The differential diagnosis of lower respiratory tract symptoms and signs is extensive and includes upper respiratory tract infections, reactive airway diseases, congestive heart failure, COP, lung cancer, pulmonary vasculitis, pulmonary thromboembolic disease, and atelectasis.

B. Laboratory Findings

Controversy surrounds the role of Gram stain and culture analysis of expectorated sputum in patients with community-acquired pneumonia. Most reports suggest that these tests have poor positive and negative predictive value in most patients. Some argue, however, that the tests should still be performed to try to identify etiologic organisms in the hope of reducing microbial resistance to drugs, unnecessary drug costs, and avoidable side effects of empiric antibiotic therapy. Expert panel guidelines suggest that sputum Gram stain should be attempted in all patients with community-acquired pneumonia and that sputum culture should be obtained for all patients who require hospitalization. Sputum should be obtained before antibiotics are initiated except in a case of suspected antibiotic failure. The specimen is obtained by deep cough and should be grossly purulent. Culture should be performed only if the specimen meets strict cytologic criteria, eg, more than

25 neutrophils and fewer than 10 squamous epithelial cells per low power field. These criteria do not apply to cultures of legionella or mycobacteria.

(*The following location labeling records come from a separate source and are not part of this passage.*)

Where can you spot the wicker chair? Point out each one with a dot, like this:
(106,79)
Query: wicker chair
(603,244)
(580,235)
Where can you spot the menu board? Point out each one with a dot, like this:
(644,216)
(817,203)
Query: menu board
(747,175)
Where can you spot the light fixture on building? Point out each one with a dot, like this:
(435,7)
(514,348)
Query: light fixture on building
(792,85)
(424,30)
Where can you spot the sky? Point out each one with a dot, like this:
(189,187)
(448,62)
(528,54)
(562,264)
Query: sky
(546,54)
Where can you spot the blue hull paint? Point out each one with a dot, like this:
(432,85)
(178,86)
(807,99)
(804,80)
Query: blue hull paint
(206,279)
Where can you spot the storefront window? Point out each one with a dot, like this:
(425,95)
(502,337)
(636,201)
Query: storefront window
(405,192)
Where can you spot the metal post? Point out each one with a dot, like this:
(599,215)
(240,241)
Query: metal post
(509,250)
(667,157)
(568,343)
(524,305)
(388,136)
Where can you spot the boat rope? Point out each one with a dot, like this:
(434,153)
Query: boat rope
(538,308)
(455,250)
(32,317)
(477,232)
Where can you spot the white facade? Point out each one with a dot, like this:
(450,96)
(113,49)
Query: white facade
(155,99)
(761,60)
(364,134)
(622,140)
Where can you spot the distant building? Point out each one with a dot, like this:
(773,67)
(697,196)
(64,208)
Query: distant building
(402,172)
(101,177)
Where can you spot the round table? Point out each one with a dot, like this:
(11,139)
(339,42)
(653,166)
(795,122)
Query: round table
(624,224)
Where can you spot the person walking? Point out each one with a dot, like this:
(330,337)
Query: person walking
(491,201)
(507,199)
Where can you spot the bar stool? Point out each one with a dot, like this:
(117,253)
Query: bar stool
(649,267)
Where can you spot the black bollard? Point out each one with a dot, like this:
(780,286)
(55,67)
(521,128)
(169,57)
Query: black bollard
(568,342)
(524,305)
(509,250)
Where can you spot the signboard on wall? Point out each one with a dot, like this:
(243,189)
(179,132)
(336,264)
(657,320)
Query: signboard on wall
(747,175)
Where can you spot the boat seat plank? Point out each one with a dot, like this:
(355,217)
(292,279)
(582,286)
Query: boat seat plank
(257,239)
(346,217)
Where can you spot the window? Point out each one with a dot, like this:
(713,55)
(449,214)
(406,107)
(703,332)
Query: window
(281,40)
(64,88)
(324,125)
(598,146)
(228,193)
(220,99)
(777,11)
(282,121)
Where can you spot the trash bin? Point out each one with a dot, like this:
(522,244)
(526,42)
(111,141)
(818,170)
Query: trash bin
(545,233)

Additional testing is generally recommended for patients who require hospitalization: preantibiotic blood cultures (at least two sets with needle sticks at separate sites), arterial blood gases, complete blood count with differential, and a chemistry panel (including serum glucose, electrolytes, urea nitrogen, creatinine, bilirubin, and liver enzymes). The results of these tests help assess the severity of the disease and guide evaluation and therapy. HIV serology should be obtained from all hospitalized patients.